女優の藤原紀香が5日、東京・渋谷のCBGKシブゲキ!!で初日を迎えた舞台「まんが日本昔ばなし劇場」(9日まで)に小学生歌手の村方乃々佳と出演した。

 幕が上がると、村方演じる山奥で迷子になった少女の前に、藤原演じる妖しくも美しい女性が姿を見せる。

すると間もなく、舞台いっぱいに迫力満点の龍が出現。まるでアニメから飛び出してきたかのような光景に。誰もが耳にしたことのある、物語の始まりを告げる「にっぽん昔ばなし」とともに作品の世界観が舞台上に鮮やかに登場した。

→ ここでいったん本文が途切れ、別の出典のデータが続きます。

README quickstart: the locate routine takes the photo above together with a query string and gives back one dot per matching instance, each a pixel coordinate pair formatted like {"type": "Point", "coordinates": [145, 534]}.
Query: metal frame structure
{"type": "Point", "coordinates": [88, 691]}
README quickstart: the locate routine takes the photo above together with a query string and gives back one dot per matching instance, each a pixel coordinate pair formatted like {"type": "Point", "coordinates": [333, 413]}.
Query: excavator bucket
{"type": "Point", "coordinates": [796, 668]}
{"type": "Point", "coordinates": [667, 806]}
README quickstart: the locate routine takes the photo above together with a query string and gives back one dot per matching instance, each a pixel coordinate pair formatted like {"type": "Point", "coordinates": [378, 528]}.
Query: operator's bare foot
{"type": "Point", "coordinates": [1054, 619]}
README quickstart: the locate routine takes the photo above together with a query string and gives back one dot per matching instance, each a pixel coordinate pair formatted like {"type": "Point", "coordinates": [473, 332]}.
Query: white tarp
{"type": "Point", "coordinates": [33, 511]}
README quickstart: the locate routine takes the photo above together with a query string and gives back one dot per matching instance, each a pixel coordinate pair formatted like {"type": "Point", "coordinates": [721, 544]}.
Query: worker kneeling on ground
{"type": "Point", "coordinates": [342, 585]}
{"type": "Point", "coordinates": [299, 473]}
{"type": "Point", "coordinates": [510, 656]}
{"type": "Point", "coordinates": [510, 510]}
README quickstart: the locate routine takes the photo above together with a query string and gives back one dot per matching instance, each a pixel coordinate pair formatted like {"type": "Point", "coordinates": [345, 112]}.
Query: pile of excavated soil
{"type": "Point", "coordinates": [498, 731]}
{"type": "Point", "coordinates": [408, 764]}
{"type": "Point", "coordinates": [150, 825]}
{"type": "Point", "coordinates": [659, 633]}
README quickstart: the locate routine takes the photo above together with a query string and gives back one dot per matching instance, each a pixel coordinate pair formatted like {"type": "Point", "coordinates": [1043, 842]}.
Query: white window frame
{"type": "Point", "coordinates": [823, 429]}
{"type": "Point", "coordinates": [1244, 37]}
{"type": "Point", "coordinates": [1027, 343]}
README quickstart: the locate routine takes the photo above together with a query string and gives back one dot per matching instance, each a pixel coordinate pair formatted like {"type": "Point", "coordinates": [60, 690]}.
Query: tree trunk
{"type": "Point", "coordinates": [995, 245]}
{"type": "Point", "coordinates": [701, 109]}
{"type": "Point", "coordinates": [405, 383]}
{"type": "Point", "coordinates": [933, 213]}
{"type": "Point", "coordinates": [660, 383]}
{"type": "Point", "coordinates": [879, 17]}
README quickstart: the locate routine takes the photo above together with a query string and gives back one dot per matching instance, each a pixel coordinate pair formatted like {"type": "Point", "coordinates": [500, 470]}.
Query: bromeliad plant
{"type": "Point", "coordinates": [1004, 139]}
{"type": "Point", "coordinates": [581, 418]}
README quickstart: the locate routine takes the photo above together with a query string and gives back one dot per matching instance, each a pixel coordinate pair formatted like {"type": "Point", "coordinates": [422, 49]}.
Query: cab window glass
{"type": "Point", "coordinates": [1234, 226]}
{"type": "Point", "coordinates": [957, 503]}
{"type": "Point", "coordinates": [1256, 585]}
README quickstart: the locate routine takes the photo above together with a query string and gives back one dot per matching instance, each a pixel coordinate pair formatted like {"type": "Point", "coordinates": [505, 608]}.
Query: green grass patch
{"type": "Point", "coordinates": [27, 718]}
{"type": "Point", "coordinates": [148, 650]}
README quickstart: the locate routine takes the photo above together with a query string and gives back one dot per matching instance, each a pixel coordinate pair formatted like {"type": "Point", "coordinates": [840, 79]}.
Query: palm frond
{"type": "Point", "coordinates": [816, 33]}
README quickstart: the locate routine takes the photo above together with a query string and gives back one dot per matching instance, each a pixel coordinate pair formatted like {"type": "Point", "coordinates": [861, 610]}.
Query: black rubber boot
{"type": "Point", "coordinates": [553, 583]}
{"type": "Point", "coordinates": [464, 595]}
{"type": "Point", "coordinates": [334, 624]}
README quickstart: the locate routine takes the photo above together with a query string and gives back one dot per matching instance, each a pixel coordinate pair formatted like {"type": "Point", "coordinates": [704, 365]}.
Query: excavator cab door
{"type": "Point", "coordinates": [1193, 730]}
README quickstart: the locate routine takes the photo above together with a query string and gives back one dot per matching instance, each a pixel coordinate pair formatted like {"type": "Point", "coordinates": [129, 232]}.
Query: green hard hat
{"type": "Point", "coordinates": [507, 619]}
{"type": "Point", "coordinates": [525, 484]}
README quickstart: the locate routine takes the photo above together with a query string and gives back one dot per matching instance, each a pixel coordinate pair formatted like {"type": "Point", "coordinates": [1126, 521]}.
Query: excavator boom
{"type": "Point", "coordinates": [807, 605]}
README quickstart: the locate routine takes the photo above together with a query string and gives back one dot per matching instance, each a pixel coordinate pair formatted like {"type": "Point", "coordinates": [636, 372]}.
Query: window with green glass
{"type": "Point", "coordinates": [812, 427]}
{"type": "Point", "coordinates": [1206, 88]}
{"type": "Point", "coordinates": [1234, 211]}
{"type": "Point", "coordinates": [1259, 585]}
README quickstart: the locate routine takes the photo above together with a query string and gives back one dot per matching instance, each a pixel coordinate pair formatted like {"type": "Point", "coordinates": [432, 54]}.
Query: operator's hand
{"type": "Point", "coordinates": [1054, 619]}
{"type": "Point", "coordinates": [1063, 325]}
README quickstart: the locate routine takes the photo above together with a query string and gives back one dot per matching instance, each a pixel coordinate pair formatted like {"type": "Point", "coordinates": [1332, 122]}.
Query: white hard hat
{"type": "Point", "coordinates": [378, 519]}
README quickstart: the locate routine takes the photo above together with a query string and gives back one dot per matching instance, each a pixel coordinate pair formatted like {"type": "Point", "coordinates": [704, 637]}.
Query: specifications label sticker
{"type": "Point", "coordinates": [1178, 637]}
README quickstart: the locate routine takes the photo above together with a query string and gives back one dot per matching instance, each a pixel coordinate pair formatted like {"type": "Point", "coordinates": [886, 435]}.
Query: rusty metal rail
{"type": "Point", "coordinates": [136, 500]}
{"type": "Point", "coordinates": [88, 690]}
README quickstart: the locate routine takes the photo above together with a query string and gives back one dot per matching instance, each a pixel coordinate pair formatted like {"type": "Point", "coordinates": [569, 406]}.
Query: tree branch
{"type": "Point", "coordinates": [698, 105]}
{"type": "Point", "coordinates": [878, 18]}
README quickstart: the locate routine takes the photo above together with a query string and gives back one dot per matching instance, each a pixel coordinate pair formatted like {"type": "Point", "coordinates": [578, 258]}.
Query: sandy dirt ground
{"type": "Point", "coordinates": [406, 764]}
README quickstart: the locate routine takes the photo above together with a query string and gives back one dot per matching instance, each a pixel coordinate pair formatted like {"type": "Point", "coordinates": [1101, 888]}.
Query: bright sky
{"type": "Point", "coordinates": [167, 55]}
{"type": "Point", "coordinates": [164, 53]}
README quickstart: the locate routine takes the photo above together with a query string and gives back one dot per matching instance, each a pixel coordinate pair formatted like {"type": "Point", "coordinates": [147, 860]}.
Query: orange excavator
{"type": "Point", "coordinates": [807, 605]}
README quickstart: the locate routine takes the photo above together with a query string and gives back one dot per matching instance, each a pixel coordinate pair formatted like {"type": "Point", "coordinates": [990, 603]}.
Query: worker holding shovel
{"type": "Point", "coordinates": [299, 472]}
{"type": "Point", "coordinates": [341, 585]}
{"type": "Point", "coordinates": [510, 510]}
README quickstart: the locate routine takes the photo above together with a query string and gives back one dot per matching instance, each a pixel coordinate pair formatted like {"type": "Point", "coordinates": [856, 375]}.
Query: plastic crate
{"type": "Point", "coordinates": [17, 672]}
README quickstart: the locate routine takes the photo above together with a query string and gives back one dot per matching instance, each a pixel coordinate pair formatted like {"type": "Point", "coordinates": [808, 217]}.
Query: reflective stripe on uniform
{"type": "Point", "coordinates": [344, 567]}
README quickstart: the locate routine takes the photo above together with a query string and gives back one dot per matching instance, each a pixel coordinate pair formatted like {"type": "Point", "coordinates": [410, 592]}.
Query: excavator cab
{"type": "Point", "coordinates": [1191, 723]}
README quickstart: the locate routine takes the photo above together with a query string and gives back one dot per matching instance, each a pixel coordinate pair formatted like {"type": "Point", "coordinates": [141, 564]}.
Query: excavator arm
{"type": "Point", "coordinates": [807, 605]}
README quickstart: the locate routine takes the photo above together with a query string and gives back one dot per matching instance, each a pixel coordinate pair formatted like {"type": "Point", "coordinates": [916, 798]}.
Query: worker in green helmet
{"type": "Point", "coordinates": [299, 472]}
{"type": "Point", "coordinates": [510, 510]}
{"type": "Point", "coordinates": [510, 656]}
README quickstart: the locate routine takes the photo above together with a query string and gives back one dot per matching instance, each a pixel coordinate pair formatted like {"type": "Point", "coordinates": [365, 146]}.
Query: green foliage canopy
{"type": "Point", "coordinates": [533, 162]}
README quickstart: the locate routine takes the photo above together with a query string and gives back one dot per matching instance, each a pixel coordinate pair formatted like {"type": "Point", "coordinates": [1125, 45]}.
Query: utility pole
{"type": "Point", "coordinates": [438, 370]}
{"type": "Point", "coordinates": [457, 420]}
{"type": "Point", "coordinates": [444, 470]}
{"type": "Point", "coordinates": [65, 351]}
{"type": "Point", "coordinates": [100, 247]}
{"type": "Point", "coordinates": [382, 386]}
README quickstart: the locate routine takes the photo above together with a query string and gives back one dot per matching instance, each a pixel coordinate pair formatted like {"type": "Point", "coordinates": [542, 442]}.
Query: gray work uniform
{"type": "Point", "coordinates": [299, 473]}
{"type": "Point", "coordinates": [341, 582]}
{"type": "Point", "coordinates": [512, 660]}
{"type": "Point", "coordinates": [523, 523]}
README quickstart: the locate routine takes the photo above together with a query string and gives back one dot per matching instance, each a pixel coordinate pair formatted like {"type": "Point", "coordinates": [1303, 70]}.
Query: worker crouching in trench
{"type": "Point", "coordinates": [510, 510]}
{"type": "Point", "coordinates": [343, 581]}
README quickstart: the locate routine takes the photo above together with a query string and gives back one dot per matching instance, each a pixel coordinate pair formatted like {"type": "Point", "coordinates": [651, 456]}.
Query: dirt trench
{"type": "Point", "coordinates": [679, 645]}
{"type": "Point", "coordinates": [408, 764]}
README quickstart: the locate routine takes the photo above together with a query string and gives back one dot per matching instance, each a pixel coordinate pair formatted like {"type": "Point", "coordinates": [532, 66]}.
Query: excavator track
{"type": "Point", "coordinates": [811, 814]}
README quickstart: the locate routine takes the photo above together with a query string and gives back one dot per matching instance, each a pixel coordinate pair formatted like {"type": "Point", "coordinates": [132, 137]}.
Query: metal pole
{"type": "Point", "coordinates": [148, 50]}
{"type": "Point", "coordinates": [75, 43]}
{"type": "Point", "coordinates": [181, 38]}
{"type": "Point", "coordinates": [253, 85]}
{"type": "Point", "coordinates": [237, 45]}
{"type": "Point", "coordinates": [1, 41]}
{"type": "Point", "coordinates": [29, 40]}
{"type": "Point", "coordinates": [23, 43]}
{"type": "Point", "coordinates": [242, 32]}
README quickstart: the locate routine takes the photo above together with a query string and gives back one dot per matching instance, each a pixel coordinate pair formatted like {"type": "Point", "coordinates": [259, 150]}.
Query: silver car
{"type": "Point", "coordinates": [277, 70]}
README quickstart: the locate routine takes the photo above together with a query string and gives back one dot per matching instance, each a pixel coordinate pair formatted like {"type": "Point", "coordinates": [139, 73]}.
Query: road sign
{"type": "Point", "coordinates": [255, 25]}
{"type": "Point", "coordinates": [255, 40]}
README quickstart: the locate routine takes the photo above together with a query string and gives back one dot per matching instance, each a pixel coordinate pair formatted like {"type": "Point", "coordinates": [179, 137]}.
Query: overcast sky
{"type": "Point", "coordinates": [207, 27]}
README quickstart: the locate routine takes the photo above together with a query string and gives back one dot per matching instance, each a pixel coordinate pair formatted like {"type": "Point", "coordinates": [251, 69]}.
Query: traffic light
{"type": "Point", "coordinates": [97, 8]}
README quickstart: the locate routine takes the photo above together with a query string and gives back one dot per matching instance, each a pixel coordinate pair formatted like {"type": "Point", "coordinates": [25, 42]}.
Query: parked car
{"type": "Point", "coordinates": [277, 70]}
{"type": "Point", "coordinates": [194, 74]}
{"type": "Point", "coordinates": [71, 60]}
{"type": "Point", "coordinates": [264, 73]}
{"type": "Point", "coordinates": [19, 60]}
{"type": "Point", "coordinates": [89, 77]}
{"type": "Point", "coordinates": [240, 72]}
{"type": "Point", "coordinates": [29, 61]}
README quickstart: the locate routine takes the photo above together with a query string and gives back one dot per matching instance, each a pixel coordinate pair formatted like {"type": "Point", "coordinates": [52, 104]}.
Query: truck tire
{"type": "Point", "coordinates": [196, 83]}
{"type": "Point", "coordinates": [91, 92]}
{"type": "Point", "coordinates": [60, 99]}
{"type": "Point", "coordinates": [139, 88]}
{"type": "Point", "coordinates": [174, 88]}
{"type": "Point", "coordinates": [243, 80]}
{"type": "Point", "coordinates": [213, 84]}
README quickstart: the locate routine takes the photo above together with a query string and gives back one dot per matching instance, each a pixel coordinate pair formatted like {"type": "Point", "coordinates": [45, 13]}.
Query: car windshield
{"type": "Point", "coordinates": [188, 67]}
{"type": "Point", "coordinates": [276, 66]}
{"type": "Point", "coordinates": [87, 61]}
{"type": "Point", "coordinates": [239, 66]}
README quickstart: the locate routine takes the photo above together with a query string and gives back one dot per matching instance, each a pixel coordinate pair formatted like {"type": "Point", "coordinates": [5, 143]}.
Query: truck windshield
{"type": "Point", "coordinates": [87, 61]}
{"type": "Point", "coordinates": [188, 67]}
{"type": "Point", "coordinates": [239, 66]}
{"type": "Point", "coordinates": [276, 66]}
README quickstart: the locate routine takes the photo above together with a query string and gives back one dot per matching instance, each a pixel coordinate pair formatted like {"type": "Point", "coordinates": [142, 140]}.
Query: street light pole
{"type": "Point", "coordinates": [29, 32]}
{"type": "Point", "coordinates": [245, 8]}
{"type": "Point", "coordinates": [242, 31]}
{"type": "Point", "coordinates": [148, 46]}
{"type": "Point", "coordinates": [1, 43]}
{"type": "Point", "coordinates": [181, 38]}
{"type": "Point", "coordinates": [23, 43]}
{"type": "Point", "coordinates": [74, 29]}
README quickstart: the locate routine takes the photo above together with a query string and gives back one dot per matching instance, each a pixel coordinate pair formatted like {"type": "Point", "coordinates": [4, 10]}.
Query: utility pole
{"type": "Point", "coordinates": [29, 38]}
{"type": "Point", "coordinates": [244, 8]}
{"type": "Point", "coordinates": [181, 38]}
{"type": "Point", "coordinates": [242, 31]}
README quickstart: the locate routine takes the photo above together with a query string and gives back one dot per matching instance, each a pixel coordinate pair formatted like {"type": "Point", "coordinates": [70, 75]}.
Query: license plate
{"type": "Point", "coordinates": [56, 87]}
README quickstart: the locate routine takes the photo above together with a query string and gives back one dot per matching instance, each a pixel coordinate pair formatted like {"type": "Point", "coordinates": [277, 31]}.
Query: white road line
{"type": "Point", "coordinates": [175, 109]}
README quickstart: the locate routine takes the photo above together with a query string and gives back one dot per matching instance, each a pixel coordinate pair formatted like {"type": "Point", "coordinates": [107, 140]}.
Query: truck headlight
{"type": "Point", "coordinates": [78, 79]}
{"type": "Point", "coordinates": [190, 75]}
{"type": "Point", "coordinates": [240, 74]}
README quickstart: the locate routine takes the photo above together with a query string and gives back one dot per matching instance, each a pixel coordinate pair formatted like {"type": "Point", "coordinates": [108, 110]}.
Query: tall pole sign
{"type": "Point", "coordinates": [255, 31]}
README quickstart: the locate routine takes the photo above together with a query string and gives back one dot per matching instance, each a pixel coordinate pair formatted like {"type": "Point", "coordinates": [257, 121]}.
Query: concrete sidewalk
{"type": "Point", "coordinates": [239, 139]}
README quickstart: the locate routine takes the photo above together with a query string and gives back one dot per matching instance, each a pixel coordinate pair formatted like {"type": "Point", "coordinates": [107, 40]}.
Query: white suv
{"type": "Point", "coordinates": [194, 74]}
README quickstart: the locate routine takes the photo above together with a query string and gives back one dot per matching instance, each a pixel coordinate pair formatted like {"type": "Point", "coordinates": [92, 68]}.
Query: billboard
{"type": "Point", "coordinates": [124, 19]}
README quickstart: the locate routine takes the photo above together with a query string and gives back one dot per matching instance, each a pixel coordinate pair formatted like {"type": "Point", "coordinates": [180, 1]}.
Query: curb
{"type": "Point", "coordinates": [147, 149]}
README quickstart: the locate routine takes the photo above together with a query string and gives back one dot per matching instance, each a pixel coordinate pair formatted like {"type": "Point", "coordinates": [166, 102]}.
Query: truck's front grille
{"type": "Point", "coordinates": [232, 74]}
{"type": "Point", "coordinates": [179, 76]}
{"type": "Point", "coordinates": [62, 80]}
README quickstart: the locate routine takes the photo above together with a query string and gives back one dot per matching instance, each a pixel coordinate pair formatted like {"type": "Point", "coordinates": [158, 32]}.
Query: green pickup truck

 舞台ならではのダイナミックかつ幻想美あふれる表現によって、開幕早々、客席は物語の世界へ。本公演では「ねずみのすもう」「三枚のお札」「雪女」「十二支の由来」という4話を厳選し、オムニバス形式で上演する。藤原は、はかなさの中に凛とした美しさを宿し、凍てつく冬の寒さをまとった現実離れした雪女を熱演した。

 終盤には、出演者全員で「にんげんっていいな」を歌唱。世代を超えて親しまれてきた名曲が劇場いっぱいに響き渡った。アニメを見て育った世代には懐かしさを、初めて作品に触れる子どもたちには新たな感動を届ける、親子三世代で楽しめる夏のファンタジーエンターテインメントに仕上がっている。

 藤原は初日を終えて「ご来場いただき、誠にありがとうございました。温かくて懐かしい、古き良き日本の教えが詰まっているこの作品を、今、温もりを込めて舞台という形でお届けしようと、務めてまいりました。お客様の息吹を感じることが出来、キャスト・スタッフ一同、何よりの励みとなり、明日への大きな力をいただきました」と観客に感謝した。